Ukraina: Brak prądu w całym kraju po fali rosyjskich ataków
Duże obszary Ukrainy cierpią z powodu przerw w dostawie prądu po tym, jak rosyjskie rakiety trafiły w infrastrukturę energetyczną.
Piętnaście eksplozji odnotowano w drugim co do wielkości mieście, Charkowie, powiedział burmistrz, podczas gdy ponad 53 000 gospodarstw domowych w Odessie było pozbawionych prądu.
Ukraiński minister energetyki, German Galushchenko, oskarżył Rosję o próbę sprowokowania "awarii systemu energetycznego kraju na dużą skalę".
Dodał, że linia energetyczna zasilająca elektrownię jądrową w Zaporożu została odcięta.

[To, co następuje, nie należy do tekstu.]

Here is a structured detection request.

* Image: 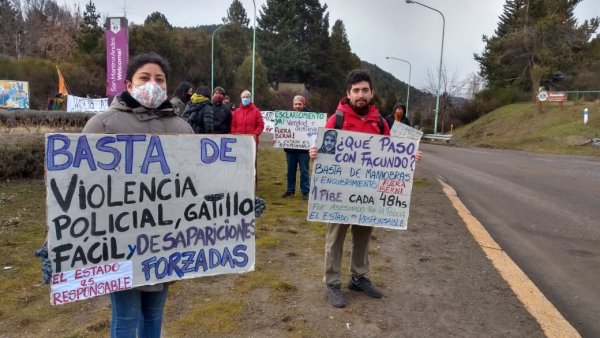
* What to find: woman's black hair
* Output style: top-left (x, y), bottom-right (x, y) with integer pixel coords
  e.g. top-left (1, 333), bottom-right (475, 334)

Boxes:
top-left (173, 82), bottom-right (192, 102)
top-left (125, 52), bottom-right (171, 81)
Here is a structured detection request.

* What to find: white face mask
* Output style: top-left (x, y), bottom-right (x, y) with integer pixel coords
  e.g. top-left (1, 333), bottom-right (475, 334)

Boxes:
top-left (131, 81), bottom-right (167, 108)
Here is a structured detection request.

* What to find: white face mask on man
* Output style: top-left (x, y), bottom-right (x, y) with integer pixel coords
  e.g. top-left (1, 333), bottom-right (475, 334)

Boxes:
top-left (131, 81), bottom-right (167, 108)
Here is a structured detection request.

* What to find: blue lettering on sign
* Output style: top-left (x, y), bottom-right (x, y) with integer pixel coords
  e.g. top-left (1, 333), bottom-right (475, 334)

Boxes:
top-left (117, 135), bottom-right (146, 174)
top-left (73, 136), bottom-right (96, 171)
top-left (46, 135), bottom-right (73, 171)
top-left (96, 136), bottom-right (121, 170)
top-left (141, 244), bottom-right (250, 281)
top-left (46, 134), bottom-right (169, 174)
top-left (200, 137), bottom-right (237, 164)
top-left (142, 136), bottom-right (171, 174)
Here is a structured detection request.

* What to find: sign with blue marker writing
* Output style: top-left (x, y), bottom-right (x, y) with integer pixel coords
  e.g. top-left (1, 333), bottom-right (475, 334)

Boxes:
top-left (307, 128), bottom-right (419, 230)
top-left (273, 111), bottom-right (327, 149)
top-left (45, 134), bottom-right (256, 304)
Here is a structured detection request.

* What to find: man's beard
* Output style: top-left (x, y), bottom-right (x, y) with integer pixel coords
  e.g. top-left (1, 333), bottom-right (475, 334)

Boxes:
top-left (350, 101), bottom-right (369, 116)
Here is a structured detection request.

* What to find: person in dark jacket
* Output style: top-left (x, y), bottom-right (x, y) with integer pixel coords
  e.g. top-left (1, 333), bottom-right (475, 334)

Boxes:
top-left (181, 86), bottom-right (215, 134)
top-left (385, 102), bottom-right (410, 129)
top-left (281, 95), bottom-right (310, 200)
top-left (169, 82), bottom-right (192, 116)
top-left (212, 87), bottom-right (232, 134)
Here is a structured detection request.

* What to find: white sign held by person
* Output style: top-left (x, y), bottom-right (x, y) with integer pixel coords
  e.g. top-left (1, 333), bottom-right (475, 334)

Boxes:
top-left (390, 122), bottom-right (423, 140)
top-left (45, 134), bottom-right (256, 304)
top-left (307, 128), bottom-right (419, 230)
top-left (273, 111), bottom-right (327, 149)
top-left (260, 110), bottom-right (275, 134)
top-left (67, 95), bottom-right (108, 112)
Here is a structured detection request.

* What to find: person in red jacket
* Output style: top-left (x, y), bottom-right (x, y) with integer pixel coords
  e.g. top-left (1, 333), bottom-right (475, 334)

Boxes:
top-left (231, 90), bottom-right (265, 145)
top-left (309, 69), bottom-right (421, 307)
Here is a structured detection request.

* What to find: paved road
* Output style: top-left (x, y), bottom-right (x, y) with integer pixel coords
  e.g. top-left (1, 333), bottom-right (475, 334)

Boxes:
top-left (421, 144), bottom-right (600, 337)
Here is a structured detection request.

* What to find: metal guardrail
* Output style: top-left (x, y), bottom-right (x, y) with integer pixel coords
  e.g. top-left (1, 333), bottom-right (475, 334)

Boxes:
top-left (423, 134), bottom-right (452, 143)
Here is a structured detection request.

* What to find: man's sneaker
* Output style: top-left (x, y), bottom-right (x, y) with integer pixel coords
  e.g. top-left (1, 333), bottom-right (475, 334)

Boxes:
top-left (348, 276), bottom-right (383, 298)
top-left (281, 191), bottom-right (295, 198)
top-left (326, 284), bottom-right (346, 307)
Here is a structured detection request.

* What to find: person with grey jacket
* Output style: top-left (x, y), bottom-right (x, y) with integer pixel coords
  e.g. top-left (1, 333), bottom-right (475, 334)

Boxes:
top-left (82, 53), bottom-right (194, 337)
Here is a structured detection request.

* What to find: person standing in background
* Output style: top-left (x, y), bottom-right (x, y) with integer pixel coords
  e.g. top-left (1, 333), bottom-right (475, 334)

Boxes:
top-left (212, 87), bottom-right (231, 134)
top-left (181, 86), bottom-right (214, 134)
top-left (281, 95), bottom-right (310, 200)
top-left (170, 82), bottom-right (192, 116)
top-left (231, 90), bottom-right (265, 145)
top-left (385, 102), bottom-right (410, 129)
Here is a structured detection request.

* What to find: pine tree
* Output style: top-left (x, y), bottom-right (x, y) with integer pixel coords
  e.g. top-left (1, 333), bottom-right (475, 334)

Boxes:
top-left (76, 0), bottom-right (103, 53)
top-left (223, 0), bottom-right (250, 28)
top-left (0, 0), bottom-right (24, 57)
top-left (475, 0), bottom-right (598, 91)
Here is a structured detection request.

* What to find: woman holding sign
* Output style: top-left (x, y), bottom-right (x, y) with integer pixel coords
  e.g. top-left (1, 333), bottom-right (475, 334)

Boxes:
top-left (83, 53), bottom-right (194, 337)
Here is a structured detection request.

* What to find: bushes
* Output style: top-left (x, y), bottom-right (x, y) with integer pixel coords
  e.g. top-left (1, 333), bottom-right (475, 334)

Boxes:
top-left (0, 110), bottom-right (94, 180)
top-left (0, 109), bottom-right (95, 131)
top-left (456, 87), bottom-right (530, 124)
top-left (0, 134), bottom-right (44, 180)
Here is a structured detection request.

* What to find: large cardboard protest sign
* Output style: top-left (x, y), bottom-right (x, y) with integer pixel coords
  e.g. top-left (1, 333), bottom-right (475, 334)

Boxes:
top-left (260, 110), bottom-right (275, 134)
top-left (307, 128), bottom-right (419, 230)
top-left (273, 111), bottom-right (327, 149)
top-left (45, 134), bottom-right (256, 304)
top-left (67, 95), bottom-right (108, 112)
top-left (0, 80), bottom-right (29, 109)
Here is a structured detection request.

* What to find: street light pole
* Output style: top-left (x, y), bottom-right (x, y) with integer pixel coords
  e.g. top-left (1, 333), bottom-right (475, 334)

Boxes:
top-left (252, 0), bottom-right (256, 102)
top-left (210, 25), bottom-right (225, 94)
top-left (385, 56), bottom-right (412, 117)
top-left (406, 0), bottom-right (446, 134)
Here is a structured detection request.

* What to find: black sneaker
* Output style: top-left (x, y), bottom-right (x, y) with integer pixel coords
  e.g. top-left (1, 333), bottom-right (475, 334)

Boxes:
top-left (281, 191), bottom-right (295, 198)
top-left (325, 284), bottom-right (346, 307)
top-left (348, 276), bottom-right (383, 298)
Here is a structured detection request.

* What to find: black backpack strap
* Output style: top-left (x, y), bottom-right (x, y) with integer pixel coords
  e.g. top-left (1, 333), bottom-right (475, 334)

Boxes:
top-left (334, 109), bottom-right (344, 129)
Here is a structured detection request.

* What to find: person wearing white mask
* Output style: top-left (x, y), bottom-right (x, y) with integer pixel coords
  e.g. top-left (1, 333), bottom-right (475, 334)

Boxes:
top-left (231, 90), bottom-right (265, 145)
top-left (83, 53), bottom-right (194, 337)
top-left (82, 53), bottom-right (193, 134)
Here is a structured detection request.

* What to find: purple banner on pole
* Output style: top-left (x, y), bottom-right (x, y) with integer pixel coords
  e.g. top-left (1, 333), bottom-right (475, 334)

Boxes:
top-left (105, 18), bottom-right (129, 98)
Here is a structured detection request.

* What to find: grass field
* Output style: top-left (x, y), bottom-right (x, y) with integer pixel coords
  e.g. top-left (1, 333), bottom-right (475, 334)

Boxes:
top-left (0, 148), bottom-right (332, 337)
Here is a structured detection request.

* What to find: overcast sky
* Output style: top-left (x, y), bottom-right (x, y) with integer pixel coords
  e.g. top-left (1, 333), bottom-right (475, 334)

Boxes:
top-left (62, 0), bottom-right (600, 89)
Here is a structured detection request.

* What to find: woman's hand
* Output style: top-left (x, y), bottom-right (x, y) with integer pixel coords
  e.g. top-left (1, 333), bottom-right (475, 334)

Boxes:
top-left (308, 146), bottom-right (317, 160)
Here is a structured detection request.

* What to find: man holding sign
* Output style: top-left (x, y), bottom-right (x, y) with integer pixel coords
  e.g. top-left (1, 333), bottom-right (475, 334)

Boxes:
top-left (281, 95), bottom-right (310, 200)
top-left (308, 70), bottom-right (421, 308)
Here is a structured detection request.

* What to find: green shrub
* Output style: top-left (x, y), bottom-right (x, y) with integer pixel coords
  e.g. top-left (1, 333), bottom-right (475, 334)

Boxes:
top-left (0, 109), bottom-right (95, 131)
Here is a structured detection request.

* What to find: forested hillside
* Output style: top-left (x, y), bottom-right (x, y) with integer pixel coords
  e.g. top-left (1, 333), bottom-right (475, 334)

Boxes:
top-left (0, 0), bottom-right (419, 112)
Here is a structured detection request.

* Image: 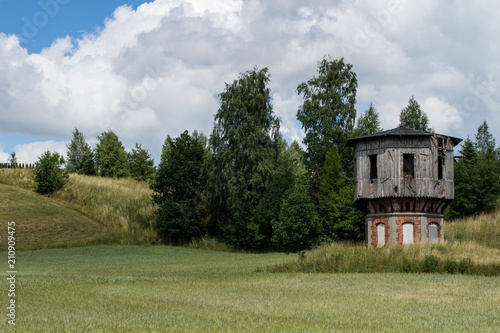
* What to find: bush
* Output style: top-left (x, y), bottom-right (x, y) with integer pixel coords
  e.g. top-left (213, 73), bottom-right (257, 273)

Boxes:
top-left (422, 254), bottom-right (441, 273)
top-left (271, 192), bottom-right (319, 253)
top-left (33, 151), bottom-right (68, 194)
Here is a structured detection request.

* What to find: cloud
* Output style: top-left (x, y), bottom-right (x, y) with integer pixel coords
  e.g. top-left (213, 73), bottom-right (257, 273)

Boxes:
top-left (0, 0), bottom-right (500, 160)
top-left (0, 145), bottom-right (10, 163)
top-left (14, 141), bottom-right (67, 163)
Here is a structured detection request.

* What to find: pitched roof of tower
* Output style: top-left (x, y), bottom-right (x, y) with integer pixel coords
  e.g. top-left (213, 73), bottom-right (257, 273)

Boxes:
top-left (346, 126), bottom-right (462, 147)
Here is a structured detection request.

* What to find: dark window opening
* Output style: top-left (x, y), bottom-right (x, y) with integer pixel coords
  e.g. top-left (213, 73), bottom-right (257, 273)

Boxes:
top-left (438, 156), bottom-right (444, 179)
top-left (370, 155), bottom-right (378, 179)
top-left (403, 154), bottom-right (415, 177)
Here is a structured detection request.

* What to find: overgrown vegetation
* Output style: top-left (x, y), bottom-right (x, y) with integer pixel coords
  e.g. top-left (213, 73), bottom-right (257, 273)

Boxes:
top-left (0, 169), bottom-right (158, 248)
top-left (4, 57), bottom-right (500, 251)
top-left (54, 174), bottom-right (157, 244)
top-left (263, 211), bottom-right (500, 276)
top-left (263, 243), bottom-right (500, 276)
top-left (0, 182), bottom-right (108, 251)
top-left (4, 246), bottom-right (500, 333)
top-left (33, 151), bottom-right (68, 194)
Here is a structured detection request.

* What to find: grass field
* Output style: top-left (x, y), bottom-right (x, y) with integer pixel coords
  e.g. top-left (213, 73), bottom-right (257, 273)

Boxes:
top-left (0, 245), bottom-right (500, 332)
top-left (0, 170), bottom-right (500, 332)
top-left (0, 184), bottom-right (109, 250)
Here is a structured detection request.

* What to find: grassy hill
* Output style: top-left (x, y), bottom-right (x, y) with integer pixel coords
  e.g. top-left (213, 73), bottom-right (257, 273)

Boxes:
top-left (0, 184), bottom-right (109, 250)
top-left (0, 169), bottom-right (156, 249)
top-left (0, 245), bottom-right (500, 333)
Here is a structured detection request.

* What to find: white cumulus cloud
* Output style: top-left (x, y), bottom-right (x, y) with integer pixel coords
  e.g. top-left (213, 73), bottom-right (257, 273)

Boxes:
top-left (0, 0), bottom-right (500, 161)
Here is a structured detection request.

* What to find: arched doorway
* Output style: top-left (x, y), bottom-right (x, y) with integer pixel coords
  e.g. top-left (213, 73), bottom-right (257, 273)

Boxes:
top-left (403, 222), bottom-right (413, 244)
top-left (429, 222), bottom-right (438, 243)
top-left (377, 223), bottom-right (385, 247)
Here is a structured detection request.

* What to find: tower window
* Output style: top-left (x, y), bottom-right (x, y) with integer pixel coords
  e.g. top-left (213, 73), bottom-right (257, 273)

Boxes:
top-left (438, 156), bottom-right (444, 179)
top-left (370, 155), bottom-right (378, 179)
top-left (403, 154), bottom-right (415, 177)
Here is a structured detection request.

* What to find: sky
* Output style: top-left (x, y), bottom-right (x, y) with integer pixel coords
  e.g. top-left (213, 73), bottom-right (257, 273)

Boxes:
top-left (0, 0), bottom-right (500, 164)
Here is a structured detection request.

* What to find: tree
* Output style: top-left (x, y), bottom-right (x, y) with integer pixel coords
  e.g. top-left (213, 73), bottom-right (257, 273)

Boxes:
top-left (151, 131), bottom-right (206, 243)
top-left (399, 96), bottom-right (433, 132)
top-left (66, 128), bottom-right (96, 175)
top-left (297, 58), bottom-right (358, 170)
top-left (210, 68), bottom-right (279, 247)
top-left (475, 120), bottom-right (500, 161)
top-left (33, 151), bottom-right (68, 194)
top-left (95, 131), bottom-right (128, 178)
top-left (352, 103), bottom-right (382, 137)
top-left (248, 140), bottom-right (307, 248)
top-left (128, 143), bottom-right (155, 181)
top-left (271, 190), bottom-right (319, 253)
top-left (318, 146), bottom-right (364, 241)
top-left (447, 122), bottom-right (500, 218)
top-left (9, 153), bottom-right (17, 169)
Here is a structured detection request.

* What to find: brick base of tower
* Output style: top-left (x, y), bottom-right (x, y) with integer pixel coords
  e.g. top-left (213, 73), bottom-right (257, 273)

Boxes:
top-left (366, 213), bottom-right (444, 248)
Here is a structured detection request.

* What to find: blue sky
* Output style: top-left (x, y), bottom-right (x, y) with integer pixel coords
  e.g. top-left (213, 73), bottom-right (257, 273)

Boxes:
top-left (0, 0), bottom-right (500, 163)
top-left (0, 0), bottom-right (145, 53)
top-left (0, 0), bottom-right (145, 154)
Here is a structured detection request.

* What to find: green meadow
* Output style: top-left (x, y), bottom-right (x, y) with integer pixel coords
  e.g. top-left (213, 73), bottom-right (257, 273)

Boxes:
top-left (0, 245), bottom-right (500, 332)
top-left (0, 170), bottom-right (500, 332)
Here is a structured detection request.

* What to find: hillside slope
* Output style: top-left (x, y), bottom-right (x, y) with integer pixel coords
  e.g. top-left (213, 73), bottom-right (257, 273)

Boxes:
top-left (0, 184), bottom-right (108, 250)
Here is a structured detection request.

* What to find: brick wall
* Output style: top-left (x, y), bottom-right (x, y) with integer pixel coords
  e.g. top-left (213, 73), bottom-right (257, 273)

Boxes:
top-left (396, 216), bottom-right (420, 245)
top-left (369, 217), bottom-right (389, 247)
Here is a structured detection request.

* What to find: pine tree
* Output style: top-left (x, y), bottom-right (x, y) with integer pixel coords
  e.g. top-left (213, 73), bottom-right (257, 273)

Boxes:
top-left (95, 131), bottom-right (128, 178)
top-left (128, 143), bottom-right (155, 181)
top-left (399, 96), bottom-right (434, 132)
top-left (318, 146), bottom-right (364, 241)
top-left (297, 58), bottom-right (358, 171)
top-left (475, 120), bottom-right (500, 161)
top-left (33, 151), bottom-right (68, 194)
top-left (352, 103), bottom-right (382, 137)
top-left (151, 131), bottom-right (206, 243)
top-left (210, 68), bottom-right (279, 247)
top-left (66, 128), bottom-right (96, 175)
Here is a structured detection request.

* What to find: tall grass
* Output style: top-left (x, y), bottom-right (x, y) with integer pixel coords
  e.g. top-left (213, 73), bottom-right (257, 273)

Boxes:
top-left (4, 246), bottom-right (500, 333)
top-left (445, 210), bottom-right (500, 249)
top-left (0, 169), bottom-right (35, 190)
top-left (54, 174), bottom-right (157, 244)
top-left (262, 243), bottom-right (500, 276)
top-left (262, 211), bottom-right (500, 276)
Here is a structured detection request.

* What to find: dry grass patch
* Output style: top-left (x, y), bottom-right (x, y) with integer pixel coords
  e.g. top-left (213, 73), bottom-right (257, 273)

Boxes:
top-left (54, 174), bottom-right (157, 244)
top-left (0, 246), bottom-right (500, 333)
top-left (0, 184), bottom-right (109, 249)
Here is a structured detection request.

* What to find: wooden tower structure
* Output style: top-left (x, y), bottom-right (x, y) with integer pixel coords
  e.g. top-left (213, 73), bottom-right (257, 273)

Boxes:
top-left (347, 126), bottom-right (462, 247)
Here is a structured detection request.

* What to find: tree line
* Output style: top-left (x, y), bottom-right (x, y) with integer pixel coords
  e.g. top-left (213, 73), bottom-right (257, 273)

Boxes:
top-left (29, 57), bottom-right (500, 252)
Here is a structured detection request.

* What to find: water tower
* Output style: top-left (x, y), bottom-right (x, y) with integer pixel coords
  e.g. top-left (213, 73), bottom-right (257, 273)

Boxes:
top-left (347, 126), bottom-right (462, 247)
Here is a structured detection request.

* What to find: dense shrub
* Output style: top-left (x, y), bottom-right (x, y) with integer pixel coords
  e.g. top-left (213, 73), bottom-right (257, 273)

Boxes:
top-left (33, 151), bottom-right (68, 194)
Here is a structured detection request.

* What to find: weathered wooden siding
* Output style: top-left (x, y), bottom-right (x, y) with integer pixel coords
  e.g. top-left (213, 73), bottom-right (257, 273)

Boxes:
top-left (354, 135), bottom-right (454, 200)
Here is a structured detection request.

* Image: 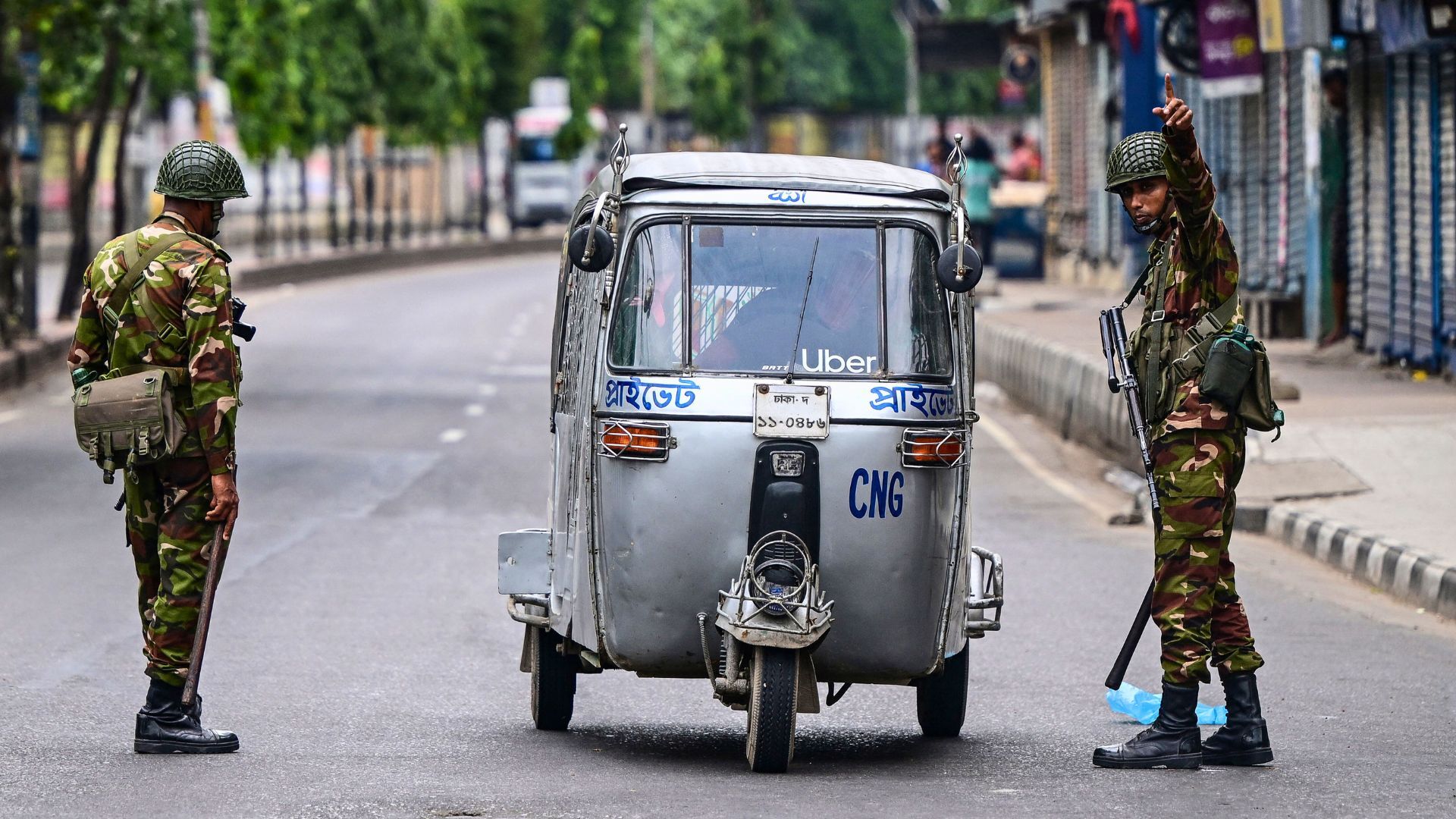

Gubernator regionu Iwan Fiodorow powiedział, że elektrownia była "na skraju awarii", dodając, że siedem budynków w regionie zostało zniszczonych, a 35 innych uszkodzonych.
Prezydent Wołodymyr Zełenski powiedział, że Rosja wystrzeliła ponad 90 pocisków rakietowych i wysłała 60 wybuchowych dronów na Ukrainę podczas fali nocnych ataków.
Zginęły co najmniej dwie osoby, a 14 zostało rannych.
Nowy atak nastąpił dzień po tym, jak siły rosyjskie przeprowadziły jeden z największych od tygodni nalotów na stolicę Ukrainy, Kijów. Co najmniej 17 osób, w tym dziecko, zostało rannych przez spadające odłamki.
Ostatni atak skłonił prezydenta Zełenskiego do ponowienia apelu o większą pomoc wojskową i dodatkowe systemy obrony powietrznej od zachodnich sojuszników.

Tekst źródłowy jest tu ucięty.